4 thoughts on “Mr.Robot, Fight Club, American Psycho”

  1. I searched Sam Esmail and Anti-Oedipus and found an Academia paper which introduces the series as a presentation of Deleuze and Guattari. The show has a healthy amount of dissociative behavior, where language is an obstacle to belong in the world, where schizophrenia and capitalism can be looked at together. I watched Season 1 over the weekend to see what this post was about and am grateful you identified the similarities with Fight Club and American Psycho.

    1. Hey g09! Thanks for the comment, and I'd LOVE to read that paper on Deleuze/Guattari!

      Had I a better handle on their philosophies, particularly that of the Anti-Oedipus. I took part in a close reading as a grad student a few years ago, but I need to get back to that book one day.

      1. Season Two had some interesting developments…

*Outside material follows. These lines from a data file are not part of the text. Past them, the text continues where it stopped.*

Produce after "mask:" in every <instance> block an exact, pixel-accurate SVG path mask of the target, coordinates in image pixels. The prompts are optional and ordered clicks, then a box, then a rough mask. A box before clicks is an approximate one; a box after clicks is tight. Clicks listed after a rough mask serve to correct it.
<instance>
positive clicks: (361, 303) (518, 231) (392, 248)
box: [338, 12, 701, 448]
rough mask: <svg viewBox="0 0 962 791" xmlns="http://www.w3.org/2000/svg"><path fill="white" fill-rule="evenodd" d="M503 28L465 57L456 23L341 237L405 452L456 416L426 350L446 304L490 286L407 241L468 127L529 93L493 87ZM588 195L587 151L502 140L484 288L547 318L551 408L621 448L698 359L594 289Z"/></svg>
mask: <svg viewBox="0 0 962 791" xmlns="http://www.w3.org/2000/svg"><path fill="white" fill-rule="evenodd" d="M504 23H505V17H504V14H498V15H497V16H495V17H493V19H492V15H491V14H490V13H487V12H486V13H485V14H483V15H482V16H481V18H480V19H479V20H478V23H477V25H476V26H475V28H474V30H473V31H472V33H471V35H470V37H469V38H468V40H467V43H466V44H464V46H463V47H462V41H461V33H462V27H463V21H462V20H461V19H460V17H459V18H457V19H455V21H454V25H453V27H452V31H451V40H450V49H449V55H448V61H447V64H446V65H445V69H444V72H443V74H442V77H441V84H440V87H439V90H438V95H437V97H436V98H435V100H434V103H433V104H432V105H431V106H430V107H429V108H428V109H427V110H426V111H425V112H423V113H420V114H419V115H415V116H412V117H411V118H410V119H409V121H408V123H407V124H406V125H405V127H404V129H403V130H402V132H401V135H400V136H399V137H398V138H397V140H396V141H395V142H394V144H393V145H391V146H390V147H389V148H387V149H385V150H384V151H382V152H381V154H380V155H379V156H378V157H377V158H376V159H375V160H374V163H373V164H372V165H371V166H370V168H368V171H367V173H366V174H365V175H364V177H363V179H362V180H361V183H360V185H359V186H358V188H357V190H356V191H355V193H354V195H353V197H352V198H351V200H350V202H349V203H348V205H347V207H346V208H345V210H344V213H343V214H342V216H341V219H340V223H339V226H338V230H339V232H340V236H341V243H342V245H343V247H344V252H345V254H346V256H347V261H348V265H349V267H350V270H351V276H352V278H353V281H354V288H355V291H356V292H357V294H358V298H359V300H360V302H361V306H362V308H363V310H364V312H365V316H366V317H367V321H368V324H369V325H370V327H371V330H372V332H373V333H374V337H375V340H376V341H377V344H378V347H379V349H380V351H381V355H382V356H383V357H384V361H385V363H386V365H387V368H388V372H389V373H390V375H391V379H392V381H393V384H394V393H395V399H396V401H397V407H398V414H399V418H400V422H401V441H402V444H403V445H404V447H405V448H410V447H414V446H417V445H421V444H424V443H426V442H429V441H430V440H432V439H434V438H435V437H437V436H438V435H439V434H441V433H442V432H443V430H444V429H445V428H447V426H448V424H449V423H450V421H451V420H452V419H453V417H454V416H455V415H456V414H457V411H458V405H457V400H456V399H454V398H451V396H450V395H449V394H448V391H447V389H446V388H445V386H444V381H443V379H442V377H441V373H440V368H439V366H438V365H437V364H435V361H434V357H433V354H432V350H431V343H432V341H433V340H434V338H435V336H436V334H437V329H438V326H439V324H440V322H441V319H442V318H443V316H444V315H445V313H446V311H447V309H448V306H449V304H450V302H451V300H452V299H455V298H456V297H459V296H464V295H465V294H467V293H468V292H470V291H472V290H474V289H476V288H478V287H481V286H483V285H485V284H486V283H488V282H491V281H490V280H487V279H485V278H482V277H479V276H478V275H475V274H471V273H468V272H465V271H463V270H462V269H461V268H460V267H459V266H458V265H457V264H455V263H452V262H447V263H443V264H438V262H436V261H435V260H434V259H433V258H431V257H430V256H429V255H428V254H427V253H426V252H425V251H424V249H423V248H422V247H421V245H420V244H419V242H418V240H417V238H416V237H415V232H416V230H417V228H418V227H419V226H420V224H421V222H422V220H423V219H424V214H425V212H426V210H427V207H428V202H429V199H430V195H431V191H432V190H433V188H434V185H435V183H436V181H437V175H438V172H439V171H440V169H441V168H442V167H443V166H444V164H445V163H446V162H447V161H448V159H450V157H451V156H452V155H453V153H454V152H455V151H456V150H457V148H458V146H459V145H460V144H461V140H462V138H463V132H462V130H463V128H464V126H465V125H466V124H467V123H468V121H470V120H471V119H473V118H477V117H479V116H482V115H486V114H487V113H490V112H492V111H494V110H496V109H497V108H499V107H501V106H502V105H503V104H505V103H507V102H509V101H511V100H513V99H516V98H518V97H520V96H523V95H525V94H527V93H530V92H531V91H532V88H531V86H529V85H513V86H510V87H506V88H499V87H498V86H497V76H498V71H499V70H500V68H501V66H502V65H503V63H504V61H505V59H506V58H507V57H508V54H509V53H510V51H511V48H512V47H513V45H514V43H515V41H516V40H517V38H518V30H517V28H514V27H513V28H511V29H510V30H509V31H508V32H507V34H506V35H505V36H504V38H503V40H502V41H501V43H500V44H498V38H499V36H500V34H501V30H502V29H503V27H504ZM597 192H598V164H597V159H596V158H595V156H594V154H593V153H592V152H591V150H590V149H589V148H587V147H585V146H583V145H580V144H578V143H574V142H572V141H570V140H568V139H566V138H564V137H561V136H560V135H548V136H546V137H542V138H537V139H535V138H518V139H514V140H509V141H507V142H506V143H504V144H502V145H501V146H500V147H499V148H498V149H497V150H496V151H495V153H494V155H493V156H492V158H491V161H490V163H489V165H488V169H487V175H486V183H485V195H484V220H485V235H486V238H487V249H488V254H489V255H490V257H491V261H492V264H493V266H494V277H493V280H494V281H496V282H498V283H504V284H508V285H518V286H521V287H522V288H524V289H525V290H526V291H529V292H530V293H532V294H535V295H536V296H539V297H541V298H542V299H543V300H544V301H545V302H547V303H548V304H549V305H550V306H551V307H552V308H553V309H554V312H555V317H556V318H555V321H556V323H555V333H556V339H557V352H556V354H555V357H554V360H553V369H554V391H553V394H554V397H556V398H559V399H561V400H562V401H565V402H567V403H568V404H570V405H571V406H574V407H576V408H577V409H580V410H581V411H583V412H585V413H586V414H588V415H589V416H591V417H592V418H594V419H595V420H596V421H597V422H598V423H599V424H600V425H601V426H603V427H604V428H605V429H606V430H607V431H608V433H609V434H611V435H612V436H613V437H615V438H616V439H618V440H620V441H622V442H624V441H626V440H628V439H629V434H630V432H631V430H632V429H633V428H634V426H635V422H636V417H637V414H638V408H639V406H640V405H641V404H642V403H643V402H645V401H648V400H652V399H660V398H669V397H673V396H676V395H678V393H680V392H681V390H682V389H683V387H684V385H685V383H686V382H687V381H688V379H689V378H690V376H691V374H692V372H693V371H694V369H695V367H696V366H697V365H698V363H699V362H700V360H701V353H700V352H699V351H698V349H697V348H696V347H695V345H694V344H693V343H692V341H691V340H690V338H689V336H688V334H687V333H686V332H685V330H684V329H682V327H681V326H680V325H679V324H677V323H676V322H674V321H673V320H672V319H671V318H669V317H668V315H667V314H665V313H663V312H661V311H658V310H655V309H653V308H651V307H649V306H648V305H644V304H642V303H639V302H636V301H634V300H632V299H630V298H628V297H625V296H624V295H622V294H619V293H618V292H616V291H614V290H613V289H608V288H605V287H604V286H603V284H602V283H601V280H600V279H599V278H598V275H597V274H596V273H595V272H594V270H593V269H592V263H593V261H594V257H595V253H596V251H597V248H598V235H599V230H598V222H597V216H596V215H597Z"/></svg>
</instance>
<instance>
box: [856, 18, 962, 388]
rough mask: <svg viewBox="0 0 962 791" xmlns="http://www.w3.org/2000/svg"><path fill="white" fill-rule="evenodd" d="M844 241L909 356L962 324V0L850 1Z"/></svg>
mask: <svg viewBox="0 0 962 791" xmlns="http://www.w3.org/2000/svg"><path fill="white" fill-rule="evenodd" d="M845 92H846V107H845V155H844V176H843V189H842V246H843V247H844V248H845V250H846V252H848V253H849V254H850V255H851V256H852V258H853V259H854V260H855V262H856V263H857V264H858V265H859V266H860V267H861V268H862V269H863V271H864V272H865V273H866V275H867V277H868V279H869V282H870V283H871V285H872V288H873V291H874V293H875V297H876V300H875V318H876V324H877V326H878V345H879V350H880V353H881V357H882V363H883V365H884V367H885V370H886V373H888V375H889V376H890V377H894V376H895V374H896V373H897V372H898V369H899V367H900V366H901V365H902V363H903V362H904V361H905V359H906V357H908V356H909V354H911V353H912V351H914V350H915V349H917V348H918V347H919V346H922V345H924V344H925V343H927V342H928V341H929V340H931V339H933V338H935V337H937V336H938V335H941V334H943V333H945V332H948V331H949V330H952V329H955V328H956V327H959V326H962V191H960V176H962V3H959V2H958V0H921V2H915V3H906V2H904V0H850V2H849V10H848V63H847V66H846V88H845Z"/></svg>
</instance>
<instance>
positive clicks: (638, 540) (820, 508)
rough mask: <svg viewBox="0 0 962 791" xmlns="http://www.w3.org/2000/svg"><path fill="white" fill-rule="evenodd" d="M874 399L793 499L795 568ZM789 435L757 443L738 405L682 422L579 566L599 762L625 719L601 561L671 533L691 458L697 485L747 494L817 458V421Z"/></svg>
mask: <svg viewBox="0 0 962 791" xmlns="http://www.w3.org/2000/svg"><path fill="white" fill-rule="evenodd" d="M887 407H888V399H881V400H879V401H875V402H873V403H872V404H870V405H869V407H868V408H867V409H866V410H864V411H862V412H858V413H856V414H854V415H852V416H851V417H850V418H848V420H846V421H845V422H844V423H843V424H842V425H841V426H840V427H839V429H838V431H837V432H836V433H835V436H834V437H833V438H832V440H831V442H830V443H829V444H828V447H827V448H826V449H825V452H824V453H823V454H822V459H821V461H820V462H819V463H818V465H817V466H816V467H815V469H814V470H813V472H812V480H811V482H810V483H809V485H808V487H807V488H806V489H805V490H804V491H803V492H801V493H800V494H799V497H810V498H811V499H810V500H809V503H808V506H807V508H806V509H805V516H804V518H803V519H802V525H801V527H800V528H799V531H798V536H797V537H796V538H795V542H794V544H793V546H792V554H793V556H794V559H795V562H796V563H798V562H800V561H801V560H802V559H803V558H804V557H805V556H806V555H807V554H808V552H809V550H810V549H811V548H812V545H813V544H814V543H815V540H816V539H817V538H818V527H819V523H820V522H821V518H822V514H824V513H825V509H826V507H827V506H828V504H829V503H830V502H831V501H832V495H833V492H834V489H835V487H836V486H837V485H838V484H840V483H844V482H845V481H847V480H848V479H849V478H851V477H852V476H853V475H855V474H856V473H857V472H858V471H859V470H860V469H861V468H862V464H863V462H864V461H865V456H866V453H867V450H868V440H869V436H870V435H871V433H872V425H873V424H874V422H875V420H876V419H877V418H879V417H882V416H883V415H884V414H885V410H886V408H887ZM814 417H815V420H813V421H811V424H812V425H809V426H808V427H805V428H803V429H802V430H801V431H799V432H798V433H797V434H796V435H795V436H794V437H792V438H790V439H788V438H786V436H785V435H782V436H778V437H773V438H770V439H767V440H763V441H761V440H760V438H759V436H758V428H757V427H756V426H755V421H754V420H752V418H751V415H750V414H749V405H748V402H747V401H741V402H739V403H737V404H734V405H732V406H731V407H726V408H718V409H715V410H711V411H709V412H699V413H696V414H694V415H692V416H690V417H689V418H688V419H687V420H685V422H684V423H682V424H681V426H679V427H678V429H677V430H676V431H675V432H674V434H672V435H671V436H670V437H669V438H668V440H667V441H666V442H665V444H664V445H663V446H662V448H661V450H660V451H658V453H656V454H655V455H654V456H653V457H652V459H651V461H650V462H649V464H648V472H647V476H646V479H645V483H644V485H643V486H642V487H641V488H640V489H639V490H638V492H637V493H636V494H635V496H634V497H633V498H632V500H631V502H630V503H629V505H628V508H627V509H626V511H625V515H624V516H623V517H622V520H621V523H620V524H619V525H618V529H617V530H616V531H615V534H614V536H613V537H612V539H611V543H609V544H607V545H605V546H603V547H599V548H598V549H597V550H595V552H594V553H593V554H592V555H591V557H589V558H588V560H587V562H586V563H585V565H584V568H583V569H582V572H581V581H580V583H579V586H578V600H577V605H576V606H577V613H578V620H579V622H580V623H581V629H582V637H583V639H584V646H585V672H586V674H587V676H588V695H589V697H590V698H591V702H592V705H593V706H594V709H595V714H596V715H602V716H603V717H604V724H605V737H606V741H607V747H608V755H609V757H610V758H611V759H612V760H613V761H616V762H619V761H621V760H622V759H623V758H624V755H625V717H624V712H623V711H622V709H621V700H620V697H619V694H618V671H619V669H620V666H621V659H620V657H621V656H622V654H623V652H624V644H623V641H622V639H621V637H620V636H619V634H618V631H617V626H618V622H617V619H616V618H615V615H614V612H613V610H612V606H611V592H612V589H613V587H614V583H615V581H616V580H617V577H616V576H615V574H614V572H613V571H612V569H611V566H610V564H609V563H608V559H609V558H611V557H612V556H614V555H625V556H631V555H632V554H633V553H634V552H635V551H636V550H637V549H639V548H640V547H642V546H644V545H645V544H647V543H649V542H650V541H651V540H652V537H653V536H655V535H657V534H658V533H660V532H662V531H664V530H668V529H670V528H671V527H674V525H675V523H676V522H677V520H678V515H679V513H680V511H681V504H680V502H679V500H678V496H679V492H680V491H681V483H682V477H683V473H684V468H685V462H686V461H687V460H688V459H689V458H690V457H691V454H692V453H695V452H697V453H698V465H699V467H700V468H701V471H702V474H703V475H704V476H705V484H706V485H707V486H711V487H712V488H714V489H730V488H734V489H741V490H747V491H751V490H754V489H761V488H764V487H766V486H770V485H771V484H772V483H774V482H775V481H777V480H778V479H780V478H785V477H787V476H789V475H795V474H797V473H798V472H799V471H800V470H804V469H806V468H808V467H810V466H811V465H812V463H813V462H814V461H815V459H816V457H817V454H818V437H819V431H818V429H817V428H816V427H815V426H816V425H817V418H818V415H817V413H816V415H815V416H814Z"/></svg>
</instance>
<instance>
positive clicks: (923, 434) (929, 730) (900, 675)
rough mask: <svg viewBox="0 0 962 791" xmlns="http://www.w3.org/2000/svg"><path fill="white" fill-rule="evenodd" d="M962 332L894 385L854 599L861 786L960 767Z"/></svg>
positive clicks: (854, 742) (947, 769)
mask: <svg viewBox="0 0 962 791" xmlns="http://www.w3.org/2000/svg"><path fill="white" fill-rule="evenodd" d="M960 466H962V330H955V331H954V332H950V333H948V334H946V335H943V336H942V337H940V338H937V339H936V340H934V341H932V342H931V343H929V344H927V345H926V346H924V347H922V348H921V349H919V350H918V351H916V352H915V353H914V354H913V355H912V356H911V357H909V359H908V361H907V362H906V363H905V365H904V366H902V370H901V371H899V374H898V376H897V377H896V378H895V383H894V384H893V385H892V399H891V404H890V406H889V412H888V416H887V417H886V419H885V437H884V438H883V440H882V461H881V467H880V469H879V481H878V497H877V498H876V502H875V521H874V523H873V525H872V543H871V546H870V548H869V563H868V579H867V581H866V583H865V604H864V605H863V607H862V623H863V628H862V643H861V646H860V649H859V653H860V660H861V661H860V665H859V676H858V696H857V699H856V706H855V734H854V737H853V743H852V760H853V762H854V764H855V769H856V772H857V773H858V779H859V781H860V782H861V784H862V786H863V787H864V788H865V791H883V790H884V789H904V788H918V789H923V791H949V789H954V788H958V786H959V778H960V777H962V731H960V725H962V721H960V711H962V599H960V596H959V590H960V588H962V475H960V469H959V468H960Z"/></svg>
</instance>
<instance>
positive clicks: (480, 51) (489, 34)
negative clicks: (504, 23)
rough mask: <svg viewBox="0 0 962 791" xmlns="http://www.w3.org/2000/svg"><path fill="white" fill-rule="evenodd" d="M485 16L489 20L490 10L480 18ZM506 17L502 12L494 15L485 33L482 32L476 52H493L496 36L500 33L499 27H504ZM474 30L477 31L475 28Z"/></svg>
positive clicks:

        The article I mentioned above is here https://www.academia.edu/20437748/Capitalism_and_

        This is from Anti-Oedipus, the sort of thing Mr. Robot reminded me of:

        "[I]t would be a serious error to consider the capitalist flows and the schizophrenic flows as identical, under the general theme of a decoding of the flows of desire. Their affinity is great, to be sure: everywhere capitalism sets in motion schizo-flows that animate "our" arts and "our" sciences, just as they congeal into the production of "our own" sick, the schizophrenics. We have seen that the relationship of schizophrenia to capitalism went far beyond problems of modes of living, environment, ideology, etc., and that it should be examined at the deepest level of one and the same economy, one and the same production process. Our society produces schizos the same way it produces Prell shampoo or Ford cars, the only difference being that the schizos are not salable. How then does one explain the fact that capitalist production is constantly arresting the schizophrenic process and transforming the subject of the process into a confined clinical entity, as though it saw in this process the image of its own death coming from within? Why does it make the schizophrenic into a sick person— not only nominally but in reality? Why does it confine its madmen and madwomen instead of seeing in them its own heros and heroines, its own fulfillment? And where it can no longer recognize the figure of a simple illness, why does it keep its artists and even its scientists under such close surveillance—as though they risked unleashing flows that would be dangerous for capitalist production and
        charged with a revolutionary potential, so long as these flows are not co-opted or absorbed by the laws of the market? Why does it form in turn a gigantic machine for social repression-psychic repression, aimed at what nevertheless constitutes its own reality—the decoded flows?

        https://libcom.org/files/Anti-Oedipus.pdf (pp.245-246)

        1. Indeed, and it might take me a while to figure out a handle on season 2. I enjoyed it thoroughly, but can't really find the angle for a blog.

          Many thanks for the essay. I definitely will be reading it over the weekend.